Strong Linear Dichroism in Spin-Polarized Photoemission from Spin-Orbit-Coupled Surface States

A comprehensive understanding of spin-polarized photoemission is crucial for accessing the electronic structure of spin-orbit coupled materials. Yet, the impact of the final state in the photoemission process on the photoelectron spin has been difficult to assess in these systems. We present experiments for the spin-orbit split states in a Bi-Ag surface alloy showing that the alteration of the final state with energy may cause a complete reversal of the photoelectron spin polarization. We explain the effect on the basis of ab initio one-step photoemission theory and describe how it originates from linear dichroism in the angular distribution of photoelectrons.
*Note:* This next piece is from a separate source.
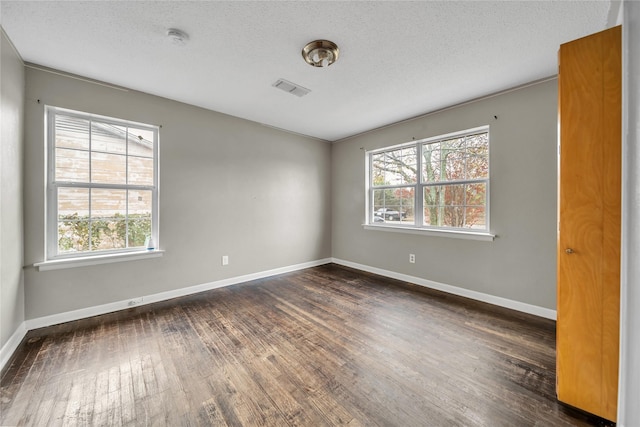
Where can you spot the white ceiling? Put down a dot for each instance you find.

Our analysis shows that the modulated photoelectron spin polarization reflects the intrinsic spin density of the surface state being sampled differently depending on the final state, and it indicates linear dichroism as a natural probe of spin-orbit coupling at surfaces.

Figure 1

Angle-resolved photoemission data of the spin-orbit split surface states in ${\mathrm{BiAg}}_2/\mathrm{Ag}(111)$ taken along the $\overline{\mathrm{\Gamma }}\overline{M}$ direction ($k_x$) using $p$-polarized in (a)–(c) and $s$-polarized light in (d). (e) Schematic of the spin-orbit split branches ${\mathrm{\Psi }}_{+}$ and ${\mathrm{\Psi }}_{-}$. (f) Sketch of the experimental geometry.

Figure 2

Modulation of the photoemission intensity of the spin-orbit split branches ${\mathrm{\Psi }}_{+}$ and ${\mathrm{\Psi }}_{-}$ in ${\mathrm{BiAg}}_2/\mathrm{Ag}(111)$ with photon energy (cf. Fig. 1). (a) energy distribution curves (EDC) at negative wave vectors $k_x$. The spectra were normalized to the background intensity at binding energies below 1.5 eV. The two peaks in each EDC are assigned to the branches ${\mathrm{\Psi }}_{+}$ and ${\mathrm{\Psi }}_{-}$. Calculated and measured intensities for ${\mathrm{\Psi }}_{+}$ depending on photon energy are shown in (b) and (c). (d) Calculated intensities $I_z$ and $I_x$ for the light electric field along $z$ and along $x$, respectively, for the branch ${\mathrm{\Psi }}_{+}$ at negative $k_x$. (e) Probability density $\rho (z)$ of the photoelectron final state $|\mathrm{\Phi }⟩$ as a function of the surface-normal coordinate $z$ and $\hslash \omega$. (f) Line profiles of $\rho (z)$ in (e) at selected photon energies.

Figure 3

Modulation of the photoelectron spin polarization in ${\mathrm{BiAg}}_2/\mathrm{Ag}(111)$ with excitation energy $\hslash \omega$. (a),(b) Spin-resolved EDC at positive (a) and negative (b) wave vectors along $k_y$ [cf. Figs. 1 and 1]. The spin-quantization axis of the measurement is aligned with the $x$ axis. (c) One-step photoemission calculation of the photoelectron spin polarization for the branch at lower energy along $k_y$ assuming $p$-polarized light and an angle of incidence $\theta =45°$. (d) Calculated net-spin photocurrents of the branch at lower energy at $k_y=\pm 0.1{\AA }^{-1}$ for $\theta =45°$ and $\theta =73°$ (e) Measured photoelectron spin polarization for the spin-orbit split branches depending on $\hslash \omega$, as extracted from the data in (a).